The deceleration in new construction can be attributed to several factors, including the normalization of demand, increased borrowing costs, and stricter lending standards for construction loans. Despite the slowdown in new development, long-term demand drivers for industrial assets remain positive, indicating a stable outlook for the sector.

Western Markets: Los Angeles Records Largest Industrial Sales Volume in 2023

Western markets continued to outperform other regions in terms of industrial sales volume and prices.
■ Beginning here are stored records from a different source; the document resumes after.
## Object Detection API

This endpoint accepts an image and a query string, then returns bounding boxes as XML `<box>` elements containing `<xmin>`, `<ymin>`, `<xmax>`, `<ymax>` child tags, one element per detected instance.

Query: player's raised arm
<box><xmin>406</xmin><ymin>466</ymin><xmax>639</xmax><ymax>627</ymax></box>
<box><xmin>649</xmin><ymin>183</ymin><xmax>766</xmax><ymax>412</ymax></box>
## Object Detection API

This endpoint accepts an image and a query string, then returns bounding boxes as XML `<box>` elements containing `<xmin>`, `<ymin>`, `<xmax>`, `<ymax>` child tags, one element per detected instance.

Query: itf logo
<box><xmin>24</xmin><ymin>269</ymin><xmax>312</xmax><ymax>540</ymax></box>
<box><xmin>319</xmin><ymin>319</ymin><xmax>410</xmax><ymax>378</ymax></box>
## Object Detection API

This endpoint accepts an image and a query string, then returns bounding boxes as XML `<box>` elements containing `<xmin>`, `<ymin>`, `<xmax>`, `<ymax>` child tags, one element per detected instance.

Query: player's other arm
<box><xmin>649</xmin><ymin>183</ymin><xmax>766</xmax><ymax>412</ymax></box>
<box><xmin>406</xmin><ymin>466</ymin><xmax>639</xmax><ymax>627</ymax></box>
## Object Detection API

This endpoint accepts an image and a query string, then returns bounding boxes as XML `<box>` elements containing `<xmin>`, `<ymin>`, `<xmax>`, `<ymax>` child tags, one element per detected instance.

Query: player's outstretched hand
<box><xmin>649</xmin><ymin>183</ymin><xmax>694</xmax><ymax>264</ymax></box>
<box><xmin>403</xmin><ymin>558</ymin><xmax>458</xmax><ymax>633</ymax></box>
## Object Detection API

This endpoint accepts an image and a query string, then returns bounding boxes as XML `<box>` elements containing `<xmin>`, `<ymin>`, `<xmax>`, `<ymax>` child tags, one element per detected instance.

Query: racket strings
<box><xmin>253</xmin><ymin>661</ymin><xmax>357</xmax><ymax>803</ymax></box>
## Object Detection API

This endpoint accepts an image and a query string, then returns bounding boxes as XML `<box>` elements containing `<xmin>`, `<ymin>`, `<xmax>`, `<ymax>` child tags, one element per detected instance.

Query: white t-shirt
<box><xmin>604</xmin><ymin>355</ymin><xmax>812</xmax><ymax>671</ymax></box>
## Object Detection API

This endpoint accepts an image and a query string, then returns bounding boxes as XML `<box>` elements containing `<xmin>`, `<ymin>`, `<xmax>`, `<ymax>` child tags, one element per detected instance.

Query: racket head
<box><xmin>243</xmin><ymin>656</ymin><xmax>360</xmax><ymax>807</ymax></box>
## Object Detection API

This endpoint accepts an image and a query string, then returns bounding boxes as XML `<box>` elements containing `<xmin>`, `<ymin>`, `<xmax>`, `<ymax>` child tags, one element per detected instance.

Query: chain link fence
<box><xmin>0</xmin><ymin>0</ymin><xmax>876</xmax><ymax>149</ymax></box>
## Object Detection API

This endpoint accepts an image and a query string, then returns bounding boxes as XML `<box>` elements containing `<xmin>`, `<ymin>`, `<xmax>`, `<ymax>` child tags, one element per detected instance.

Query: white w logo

The top four sale prices in the nation were all logged in the West, with the Bay Area leading the way at an average of $334 per square foot, followed by Los Angeles, Orange County, and the Inland Empire.

Los Angeles and the Inland Empire also had the largest sales volumes among the leading U.S. industrial markets, with investors closing deals worth $3.96 billion and $3.89 billion, respectively.

The West, particularly Southern California, saw robust rent growth, with the Inland Empire experiencing a notable surge of 14.9% year-over-year in December. Other markets such as Seattle, Phoenix, and Portland also posted substantial gains in rent rates.

Midwestern Markets: Kansas City Posts Lowest U.S. Industrial Vacancy Rate

Kansas City emerged as a key market for industrial and logistics operations in the U.S. due to its strategic location and robust infrastructure. At the end of December, Kansas City had the lowest industrial vacancy rate in the country at 2.7%. However, rent growth in Kansas City remained slower compared to port markets, with in-place rents increasing by only 3.9% year-over-year.

Other Midwestern markets, such as Columbus and the Twin Cities, also recorded low vacancy rates and modest rent growth. Detroit and the Twin Cities came close to the national average rent rate, while Columbus saw the most notable rent growth in the region.

Southern Markets: Texas Leads in New Construction Starts

Texas has become a leading region for industrial development, driven by population growth, a dynamic workforce, and increased trade with Mexico. In 2023, Texas had the highest concentration of new construction starts, with Dallas-Fort Worth, Houston, and Austin leading the way.

Dallas-Fort Worth had the highest number of construction starts, but the pace of new supply in the pipeline has significantly decelerated. The market experienced a 7.1% year-over-year growth in in-place rents, reaching $5.77 per square foot in December.

Southern markets such as Nashville, Charlotte, and Miami saw low vacancy rates and robust rent growth. Miami remained the priciest industrial market in the South, with in-place rents averaging $10.69 per square foot.

Northeastern Markets: New Jersey Leads in Sales Volume

New Jersey and Boston continued to be the most expensive industrial markets in the Northeast, with double-digit asking rents. New Jersey recorded the largest sales volume in the region, totaling $2.73 billion, and also had the highest average sale price at $218 per square foot.

Philadelphia led the region in terms of new supply, while Boston had the smallest construction pipeline. Bridgeport recorded a notable lease rate and modest rent growth.

Economic Indicators: Producer Prices Stabilize

The Producer Price Index (PPI) fell 0.1% in December, driven by a 0.4% decrease in the goods segment. However, services remained unchanged. On an annual basis, producer prices saw a 1% increase, with services registering a 1.8% rise and goods experiencing a 0.8% decrease.

The stabilization of producer prices brings positive news for the industrial sector, as occupiers may now consider expansions and new leases that were previously unfeasible when faced with annual price increases.

In conclusion, despite the decline in sales volume, the industrial real estate sector continues to show resilience and solid potential for growth. The market is expected to stabilize in 2024, with the long-term demand drivers remaining positive.